The debris from a Chinese rocket could hit Abuja this weekend.
Experts say a piece of a rocket launched by China in late April is expected to re-enter the earth’s atmosphere between late Saturday and early Sunday, according to the American news platform, NBC.
“It’s 10-stories tall and twice as heavy as a school bus, and it’s set to crash back to Earth this weekend — but no one is quite sure where or when.”
The section of China’s Long March 5B rocket is described as 98-foot-long and 20-ton and is said to be tumbling through space in an uncontrolled orbit at 18,000 miles per hour.
The rocket blasted off in April, carrying part of China’s new space station, NBC quotes experts and officials.
Apart from Abuja, Beijing, New York, Los Angeles, Madrid and Rio de Janeiro were listed as other places the rocket could land.

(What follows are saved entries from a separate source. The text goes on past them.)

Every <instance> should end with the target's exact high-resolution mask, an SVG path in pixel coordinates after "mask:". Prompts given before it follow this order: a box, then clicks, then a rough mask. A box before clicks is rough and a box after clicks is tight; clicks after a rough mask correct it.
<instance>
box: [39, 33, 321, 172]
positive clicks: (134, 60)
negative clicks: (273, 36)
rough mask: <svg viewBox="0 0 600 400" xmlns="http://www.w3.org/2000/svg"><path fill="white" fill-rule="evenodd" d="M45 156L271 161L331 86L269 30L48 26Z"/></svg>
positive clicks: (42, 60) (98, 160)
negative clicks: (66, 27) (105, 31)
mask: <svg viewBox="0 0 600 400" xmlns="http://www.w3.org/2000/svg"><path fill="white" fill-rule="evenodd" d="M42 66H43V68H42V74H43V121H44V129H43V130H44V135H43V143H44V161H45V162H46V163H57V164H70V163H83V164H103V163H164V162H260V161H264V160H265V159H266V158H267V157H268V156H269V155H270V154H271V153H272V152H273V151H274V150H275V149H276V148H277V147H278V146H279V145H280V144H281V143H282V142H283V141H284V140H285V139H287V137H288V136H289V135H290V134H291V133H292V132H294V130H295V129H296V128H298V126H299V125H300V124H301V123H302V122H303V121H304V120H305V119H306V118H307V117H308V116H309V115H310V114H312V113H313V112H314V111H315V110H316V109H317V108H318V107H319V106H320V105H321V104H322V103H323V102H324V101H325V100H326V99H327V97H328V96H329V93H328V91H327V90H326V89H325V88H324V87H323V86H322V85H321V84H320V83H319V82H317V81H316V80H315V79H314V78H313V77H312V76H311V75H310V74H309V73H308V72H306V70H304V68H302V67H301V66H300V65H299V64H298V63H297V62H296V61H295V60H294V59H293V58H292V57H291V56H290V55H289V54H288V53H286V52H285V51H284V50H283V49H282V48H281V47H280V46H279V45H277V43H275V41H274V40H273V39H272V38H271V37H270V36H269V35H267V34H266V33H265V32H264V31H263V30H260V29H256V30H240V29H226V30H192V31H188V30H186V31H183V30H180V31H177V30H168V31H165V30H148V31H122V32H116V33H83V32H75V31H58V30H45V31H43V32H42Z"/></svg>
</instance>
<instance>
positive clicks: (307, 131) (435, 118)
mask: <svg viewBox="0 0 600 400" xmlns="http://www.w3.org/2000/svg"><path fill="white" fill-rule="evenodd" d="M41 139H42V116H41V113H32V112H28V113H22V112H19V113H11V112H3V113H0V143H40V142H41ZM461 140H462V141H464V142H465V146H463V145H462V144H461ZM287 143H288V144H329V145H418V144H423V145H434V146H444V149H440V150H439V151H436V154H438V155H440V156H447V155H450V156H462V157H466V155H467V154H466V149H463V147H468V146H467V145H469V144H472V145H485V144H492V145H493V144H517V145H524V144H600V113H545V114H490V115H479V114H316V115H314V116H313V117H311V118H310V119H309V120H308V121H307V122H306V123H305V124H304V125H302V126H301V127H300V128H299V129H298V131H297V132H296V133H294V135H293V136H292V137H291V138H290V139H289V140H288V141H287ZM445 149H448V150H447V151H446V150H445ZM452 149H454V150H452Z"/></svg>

In a tweet on Friday, The Aerospace Corporation, a US non-profit research firm, said its prediction for landing was eight hours on either side of 4:19 GMT on Sunday.
Don Pollacco, a physics professor at the England’s University of Warwick, said, “It will hit the atmosphere, bounce around a bit and it’s correct to say most of the planet is covered by water, so that’s where it will likely land. But there’s a chance it won’t.”
Chinese Foreign Ministry spokesman Wang Wenbin told reporters on Friday that the debris would burn up on re-entry calling its descent “common international practice”.